We are still not sure if it was against the rules of her work visa that she got married. can anyone tell me more about that please?

I need to know if she broke any rule by getting married, cos we want to apply for a visitor pass for me.

just yesterday I got held up in immigration in KL airport after returning to Malaysia. They gave me a 2 weeks visa and a stamp that said I have to go to the nearest immigration office within those 2 weeks to apply for visitors pass. 
the reason: I have been entering Malaysia 2-3 month at the time, several times the past 2 years.

So my questions:

1. was my wife even allowed to marry me according to her visa rules as a foreign worker?
(we are quite sure she could not marry a local or another foreign worker according to her visa rules, but I am neither, so we want to know if the "can not marry" rule also apply when she married someone who dos not live in Malaysia)

2. What will happen when I go to local immigration office within the next 2 weeks if: I say Im married to her and it turns out she was not allowed to marry? 
or would I be able to get visitors pass if I tell them we are engaged? anyway the marrige hasn't been confirmed anywhere else than the cityhall in philippines...

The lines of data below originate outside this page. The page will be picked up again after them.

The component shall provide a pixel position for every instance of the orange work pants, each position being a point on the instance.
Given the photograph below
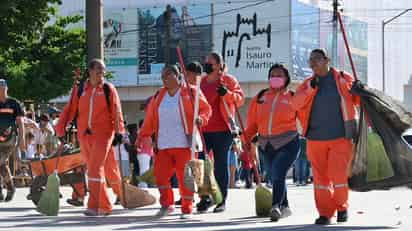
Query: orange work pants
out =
(167, 161)
(79, 191)
(330, 162)
(101, 165)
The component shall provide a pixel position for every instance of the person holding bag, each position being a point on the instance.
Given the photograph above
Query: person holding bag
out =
(224, 94)
(169, 119)
(271, 116)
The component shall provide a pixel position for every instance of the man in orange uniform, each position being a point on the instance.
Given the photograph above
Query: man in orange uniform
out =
(169, 120)
(326, 110)
(100, 123)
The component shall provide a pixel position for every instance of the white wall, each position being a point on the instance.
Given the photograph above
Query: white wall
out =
(398, 37)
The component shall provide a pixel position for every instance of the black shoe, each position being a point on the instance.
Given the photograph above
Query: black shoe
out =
(220, 208)
(342, 216)
(204, 205)
(10, 195)
(275, 213)
(75, 202)
(322, 221)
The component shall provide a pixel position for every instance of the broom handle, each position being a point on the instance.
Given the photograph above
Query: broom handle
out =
(59, 152)
(182, 65)
(196, 114)
(121, 173)
(345, 39)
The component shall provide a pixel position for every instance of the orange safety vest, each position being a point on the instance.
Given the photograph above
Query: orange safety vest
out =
(186, 108)
(270, 114)
(305, 95)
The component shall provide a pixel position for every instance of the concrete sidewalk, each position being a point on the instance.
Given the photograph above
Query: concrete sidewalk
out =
(381, 210)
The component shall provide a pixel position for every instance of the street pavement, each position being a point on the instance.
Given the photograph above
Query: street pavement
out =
(377, 210)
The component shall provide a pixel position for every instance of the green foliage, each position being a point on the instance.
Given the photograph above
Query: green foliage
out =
(36, 57)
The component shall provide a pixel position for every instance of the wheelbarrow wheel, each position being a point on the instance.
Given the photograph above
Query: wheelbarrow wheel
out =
(37, 187)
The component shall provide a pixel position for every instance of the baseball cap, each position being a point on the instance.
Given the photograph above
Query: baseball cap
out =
(3, 83)
(195, 67)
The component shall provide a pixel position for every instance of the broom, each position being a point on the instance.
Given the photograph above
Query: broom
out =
(194, 169)
(49, 199)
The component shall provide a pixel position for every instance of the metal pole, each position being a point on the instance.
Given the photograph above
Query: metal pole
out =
(335, 35)
(94, 29)
(383, 56)
(384, 23)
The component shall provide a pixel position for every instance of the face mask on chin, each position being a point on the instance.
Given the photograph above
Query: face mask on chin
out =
(208, 68)
(277, 82)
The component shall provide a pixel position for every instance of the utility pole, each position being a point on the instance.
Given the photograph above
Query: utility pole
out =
(167, 17)
(94, 29)
(335, 6)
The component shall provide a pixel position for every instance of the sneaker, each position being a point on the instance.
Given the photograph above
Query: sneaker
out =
(275, 213)
(220, 208)
(164, 211)
(94, 213)
(204, 205)
(322, 220)
(285, 212)
(185, 216)
(10, 195)
(342, 216)
(75, 202)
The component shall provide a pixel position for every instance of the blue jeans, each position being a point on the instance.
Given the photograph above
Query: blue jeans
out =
(301, 170)
(220, 143)
(278, 162)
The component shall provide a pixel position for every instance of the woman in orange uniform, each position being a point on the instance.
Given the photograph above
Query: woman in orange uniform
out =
(100, 123)
(271, 115)
(169, 120)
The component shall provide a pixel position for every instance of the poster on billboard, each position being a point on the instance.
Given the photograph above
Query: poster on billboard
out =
(120, 45)
(305, 37)
(253, 38)
(189, 29)
(357, 33)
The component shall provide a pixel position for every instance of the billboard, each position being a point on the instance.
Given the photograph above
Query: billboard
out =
(305, 37)
(120, 45)
(357, 33)
(253, 38)
(188, 28)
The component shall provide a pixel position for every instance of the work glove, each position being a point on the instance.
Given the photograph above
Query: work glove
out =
(117, 139)
(314, 83)
(221, 90)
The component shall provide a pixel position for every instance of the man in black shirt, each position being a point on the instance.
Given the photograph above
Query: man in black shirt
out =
(11, 124)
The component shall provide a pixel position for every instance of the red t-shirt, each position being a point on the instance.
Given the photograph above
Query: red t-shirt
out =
(216, 122)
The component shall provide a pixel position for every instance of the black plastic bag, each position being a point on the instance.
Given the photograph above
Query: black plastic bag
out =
(383, 159)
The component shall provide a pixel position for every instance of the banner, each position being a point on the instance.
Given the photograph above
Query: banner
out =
(120, 45)
(188, 29)
(253, 38)
(305, 38)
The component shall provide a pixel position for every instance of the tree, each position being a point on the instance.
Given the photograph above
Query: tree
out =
(36, 57)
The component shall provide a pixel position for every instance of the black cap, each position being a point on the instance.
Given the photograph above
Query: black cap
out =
(195, 67)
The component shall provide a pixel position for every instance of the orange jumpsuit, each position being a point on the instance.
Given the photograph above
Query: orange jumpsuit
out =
(95, 116)
(330, 159)
(169, 160)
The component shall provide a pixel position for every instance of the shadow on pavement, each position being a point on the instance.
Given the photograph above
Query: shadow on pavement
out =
(312, 227)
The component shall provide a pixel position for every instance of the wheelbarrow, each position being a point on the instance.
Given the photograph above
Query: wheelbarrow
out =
(71, 170)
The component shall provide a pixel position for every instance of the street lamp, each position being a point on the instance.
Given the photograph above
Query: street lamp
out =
(384, 23)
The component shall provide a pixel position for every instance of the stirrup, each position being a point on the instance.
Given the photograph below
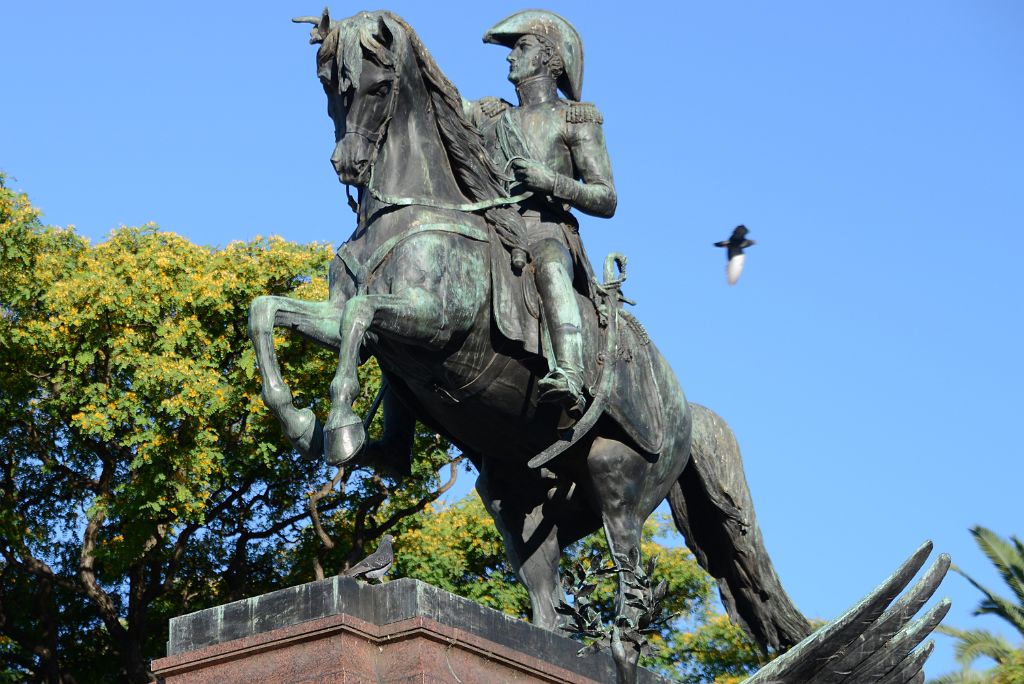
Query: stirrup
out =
(562, 388)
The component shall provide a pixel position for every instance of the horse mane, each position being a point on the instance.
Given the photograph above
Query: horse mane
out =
(338, 63)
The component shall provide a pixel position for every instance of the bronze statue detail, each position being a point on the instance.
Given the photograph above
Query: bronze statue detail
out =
(586, 431)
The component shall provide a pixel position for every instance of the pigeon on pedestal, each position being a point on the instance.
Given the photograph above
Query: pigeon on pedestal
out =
(376, 564)
(735, 245)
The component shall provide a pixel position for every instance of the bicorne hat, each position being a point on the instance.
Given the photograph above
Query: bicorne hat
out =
(555, 29)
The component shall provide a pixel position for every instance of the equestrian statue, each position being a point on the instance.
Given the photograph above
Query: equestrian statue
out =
(467, 280)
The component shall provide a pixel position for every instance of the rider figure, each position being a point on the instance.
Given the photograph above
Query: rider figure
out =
(555, 150)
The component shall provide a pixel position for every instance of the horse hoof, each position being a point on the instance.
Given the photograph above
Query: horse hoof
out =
(344, 442)
(306, 434)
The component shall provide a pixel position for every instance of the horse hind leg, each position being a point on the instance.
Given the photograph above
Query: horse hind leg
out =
(317, 322)
(712, 507)
(518, 506)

3, Will I be able to get a tourist visa if I just leave the country within the 2 weeks and re-enter?

I only need another 40 days here as we are planning to move to spain after that.
please help with some answers. 
I know I did wrong but at the time I didnt see any other options if I wanted to be with my wife. Also I never did any work in Malaysia, I have income from Denmark still.


----------